シートはともにアルファードのもの。左は皮革で、右がファブリックシート。特に表皮の素材は滑りやすさに大きく影響する
シートはともにアルファードのもの。左は皮革で、右がファブリックシート。同じ車でも、表皮の素材により「滑りにくさ」に違いが出るケースも!

 疲れにくいシートの条件として重要なことを3つあげるなら「滑りにくいこと」、「正しい運転姿勢をとれること」、そして「骨盤の角度が反らないこと」です。

 なかでも、一番判断しやすいのはシートの滑りやすさです。「滑る」ということは、その動きを身体で支えなければならない。

 例えば、座面が滑りやすいシートに座ると、お尻が前のほうにずれる。すると、お尻がずれないように身体が支えなくてはならない。だから、疲れるんです。

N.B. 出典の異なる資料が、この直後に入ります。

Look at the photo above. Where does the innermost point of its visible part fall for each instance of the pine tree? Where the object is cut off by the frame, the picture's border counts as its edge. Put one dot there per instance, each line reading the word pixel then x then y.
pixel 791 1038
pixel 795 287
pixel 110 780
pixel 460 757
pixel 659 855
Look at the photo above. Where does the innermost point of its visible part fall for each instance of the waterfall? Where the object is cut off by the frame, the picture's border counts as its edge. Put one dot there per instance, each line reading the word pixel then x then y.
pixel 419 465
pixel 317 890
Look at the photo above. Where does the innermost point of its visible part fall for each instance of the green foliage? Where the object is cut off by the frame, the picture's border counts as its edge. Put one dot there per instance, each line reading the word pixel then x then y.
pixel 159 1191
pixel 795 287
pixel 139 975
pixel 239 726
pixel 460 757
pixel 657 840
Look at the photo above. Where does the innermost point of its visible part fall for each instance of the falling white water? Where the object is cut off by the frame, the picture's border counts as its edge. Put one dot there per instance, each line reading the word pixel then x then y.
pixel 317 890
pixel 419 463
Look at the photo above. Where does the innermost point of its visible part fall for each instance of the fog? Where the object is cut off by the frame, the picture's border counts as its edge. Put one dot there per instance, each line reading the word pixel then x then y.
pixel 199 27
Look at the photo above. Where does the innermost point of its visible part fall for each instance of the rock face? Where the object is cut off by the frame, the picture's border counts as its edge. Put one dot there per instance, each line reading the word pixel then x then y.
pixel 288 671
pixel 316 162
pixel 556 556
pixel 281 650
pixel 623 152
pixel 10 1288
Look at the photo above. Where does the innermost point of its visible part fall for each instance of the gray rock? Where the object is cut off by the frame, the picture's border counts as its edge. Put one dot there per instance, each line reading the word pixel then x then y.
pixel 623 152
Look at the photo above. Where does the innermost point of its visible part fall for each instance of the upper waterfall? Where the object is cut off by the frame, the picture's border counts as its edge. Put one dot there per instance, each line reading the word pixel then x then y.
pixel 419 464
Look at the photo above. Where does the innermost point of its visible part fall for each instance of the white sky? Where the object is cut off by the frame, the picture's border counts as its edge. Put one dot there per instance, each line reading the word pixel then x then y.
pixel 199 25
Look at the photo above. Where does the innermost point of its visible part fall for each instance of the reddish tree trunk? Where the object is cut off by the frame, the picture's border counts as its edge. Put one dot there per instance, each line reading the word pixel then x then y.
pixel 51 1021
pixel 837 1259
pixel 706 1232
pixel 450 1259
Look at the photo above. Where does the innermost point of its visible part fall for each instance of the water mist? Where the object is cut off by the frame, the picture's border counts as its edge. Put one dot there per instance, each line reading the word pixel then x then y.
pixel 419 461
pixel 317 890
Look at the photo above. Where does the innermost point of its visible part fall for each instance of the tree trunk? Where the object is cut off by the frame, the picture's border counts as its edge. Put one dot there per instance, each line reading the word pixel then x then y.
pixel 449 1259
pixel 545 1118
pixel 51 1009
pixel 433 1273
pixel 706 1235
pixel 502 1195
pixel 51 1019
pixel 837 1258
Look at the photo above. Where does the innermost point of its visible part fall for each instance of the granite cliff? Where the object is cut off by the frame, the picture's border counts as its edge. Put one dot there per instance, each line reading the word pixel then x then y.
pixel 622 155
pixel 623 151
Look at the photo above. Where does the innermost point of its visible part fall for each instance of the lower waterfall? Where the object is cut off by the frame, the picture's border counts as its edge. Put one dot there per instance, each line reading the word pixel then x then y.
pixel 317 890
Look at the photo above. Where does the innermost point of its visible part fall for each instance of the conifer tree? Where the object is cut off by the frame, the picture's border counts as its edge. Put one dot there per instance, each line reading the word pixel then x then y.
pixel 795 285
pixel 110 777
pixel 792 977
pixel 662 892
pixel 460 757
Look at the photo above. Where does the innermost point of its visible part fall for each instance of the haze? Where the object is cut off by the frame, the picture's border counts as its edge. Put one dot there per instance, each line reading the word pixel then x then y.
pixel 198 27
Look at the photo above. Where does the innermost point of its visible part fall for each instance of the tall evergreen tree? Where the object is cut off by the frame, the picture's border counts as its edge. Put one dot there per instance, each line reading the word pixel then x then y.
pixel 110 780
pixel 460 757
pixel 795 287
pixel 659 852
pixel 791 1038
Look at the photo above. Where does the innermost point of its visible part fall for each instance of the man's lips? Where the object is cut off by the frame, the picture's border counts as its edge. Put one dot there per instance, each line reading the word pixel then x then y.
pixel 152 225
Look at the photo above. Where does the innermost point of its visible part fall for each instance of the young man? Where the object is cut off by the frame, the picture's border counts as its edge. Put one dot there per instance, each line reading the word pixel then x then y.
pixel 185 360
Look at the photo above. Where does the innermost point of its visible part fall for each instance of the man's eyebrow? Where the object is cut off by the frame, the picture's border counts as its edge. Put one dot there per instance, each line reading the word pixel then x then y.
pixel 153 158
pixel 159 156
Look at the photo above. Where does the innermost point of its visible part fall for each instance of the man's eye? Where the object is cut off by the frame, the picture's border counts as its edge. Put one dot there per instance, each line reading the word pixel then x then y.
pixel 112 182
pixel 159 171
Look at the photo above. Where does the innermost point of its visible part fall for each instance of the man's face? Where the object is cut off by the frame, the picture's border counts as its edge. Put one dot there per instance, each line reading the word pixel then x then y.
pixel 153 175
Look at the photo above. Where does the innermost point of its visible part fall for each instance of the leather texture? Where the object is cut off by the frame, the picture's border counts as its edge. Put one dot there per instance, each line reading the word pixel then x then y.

 この滑りやすさには、シートの材質も大きく影響します。一般的な良いシートは、本革製ということが多いですが、実は滑りにくさでは、布製シートが優るケースも多いんです。

 これは「価格を抑えたいけど、シートは革製にしたい」といった“安い革製シート”に多く、布製シートより滑りやすい傾向にあります。

 もちろん、革のなかでも上質なシートには、布では出せないフィット感があります。でも、滑りにくさに関しては「革製だから良い」とは限らないんですね。

 ただし、布製シートでもデザイン性や耐久性ばかりを重視した表皮のものは、逆に滑りやすいものもあるので、ぜひ実際に座ってみて、滑りにくさをチェックしてみてください。